A step is an atomic part of a workflow. There can be any number of steps in a workflow. Each step is a stateless ruby block that receives a state object as a single argument and returns a new version of the state. A workflow is evaluated by sequentially evaluating each of its steps:
- Take the initial value
- Run the first step with initial value as its state.

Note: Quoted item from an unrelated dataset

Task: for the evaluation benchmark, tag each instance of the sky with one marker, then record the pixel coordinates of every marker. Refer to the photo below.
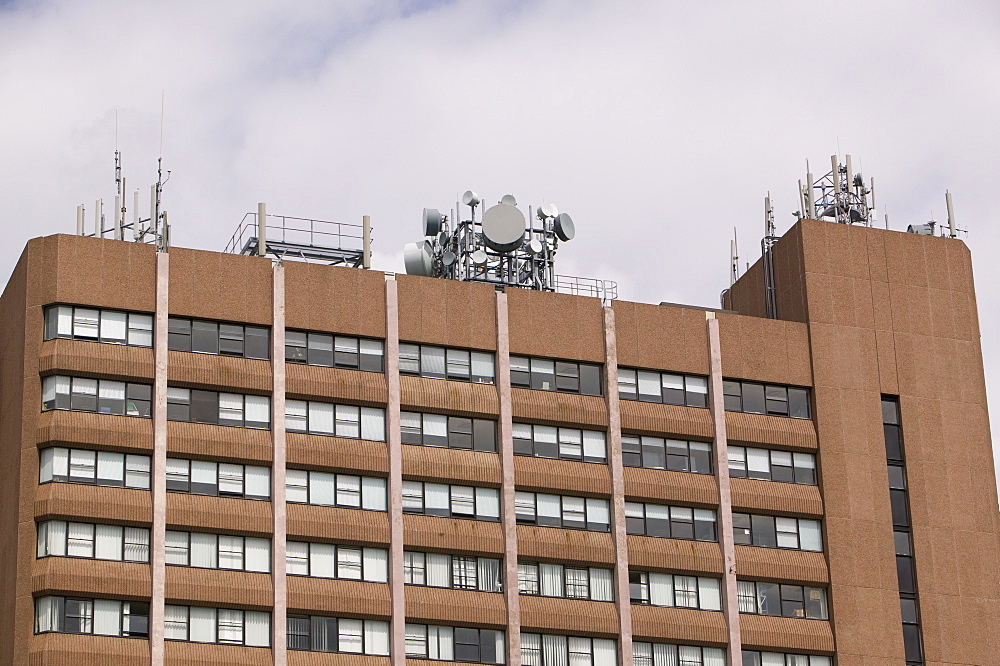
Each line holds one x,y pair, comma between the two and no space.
659,125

- Run the second step with the value that the first step returned as its state.
- ...
- The result of the last step is the result of the Workflow.
step :a do |s|
...
end
step :b do |s|
...
end
step :c do |s|
...
end
is an equivalent of c(b(a(...)))
or in clojure (->> ... (a) (b) (c))
Workflow might be a composition of serveral workflows. In this case workflow behave the same way as a regular step.
module Workflow
module A
...
end
module B
...
end
module C
...
end
workflow A, B, C
end
is equvalent of C.call(B.call(A.call)))
The root workflow is responsible for definition of the initial state and providing a clear entry point (public interface).

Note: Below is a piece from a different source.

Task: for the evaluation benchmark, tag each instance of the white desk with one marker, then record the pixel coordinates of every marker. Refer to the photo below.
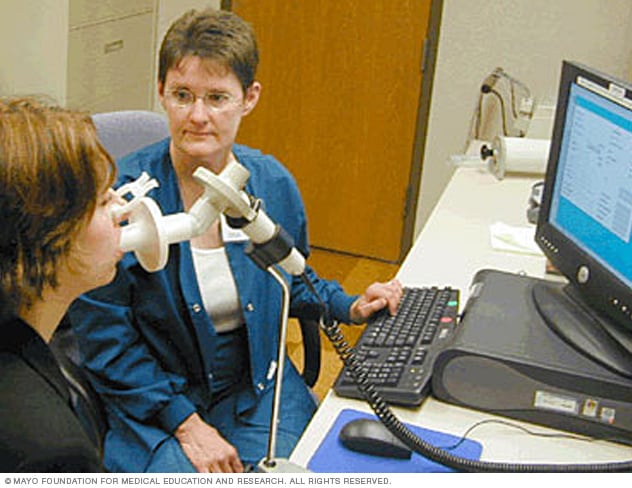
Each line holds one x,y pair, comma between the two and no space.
454,244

State is an object that goes into the step and the step returns the next value of state (very similar to monad). State can be mutable or immutable.
# Immutable, merge returns a new hash.
step :foo do |state|
state.merge({foo: :bar})
end
# Mutable
step :foo do |state|
state[:foo] = :bar
state
end
step do |state|
state.foo = User.find(:all)
state
end
is equivalent to:
update :foo do |state|
User.find(:all)
end
step do |state|
S3.upload(state.foo)
state
end
is equivalent to:
push do |state|
S3.upload(state.foo)
end
Workflow has a "#[]" accessor to steps that returns a Proc so the step can be tested as regular ruby method:
module Foo
step :inc do |state|
state + 1
end
end
could be tested with:
...
expect(Foo[:inc].call(5)).to eq(6)
...
As long each step is using only a trivial portion of state it's very simple to mock it. That's very helpful when testing transformation logic without any external adapter.
require 'etl'
module SomeEtl
extend Etl::Workflow
class State
attr_accessor :users, :contracts, :invoices, :groups
end
module Extract
extend Etl::Workflow
update :users do |state|
User.find(:all)
end
update :contracts do |state|
Contract.active.where(user_id: state.users.map(&:id))
end
end
module Transform
extend Etl::Workflow
update :invoices do |state|
calculate(state.users, state.contracts)
end
update :groups do |state|
state.invoices.group_by(&:user_id)....
end
def caclulate(users, contracts)
# <scary logic goes here>
end
end
module Load
extend Etl::Workflow
push 'Persist to db' do |state|
Invoice.transaction do
state.invoices.each do |invoice|
invoice.save!
end
end
end
push 'Send notifications' do |state|
state.groups.each do |user, invoice|
UserMailer.deliver_invoice(user, invoice)
end
end
end
workflow Extract,Transform, Load
end
puts SomeEtl.run(SomeEtl::State.new).inspect
Virool Etl is released under the MIT License.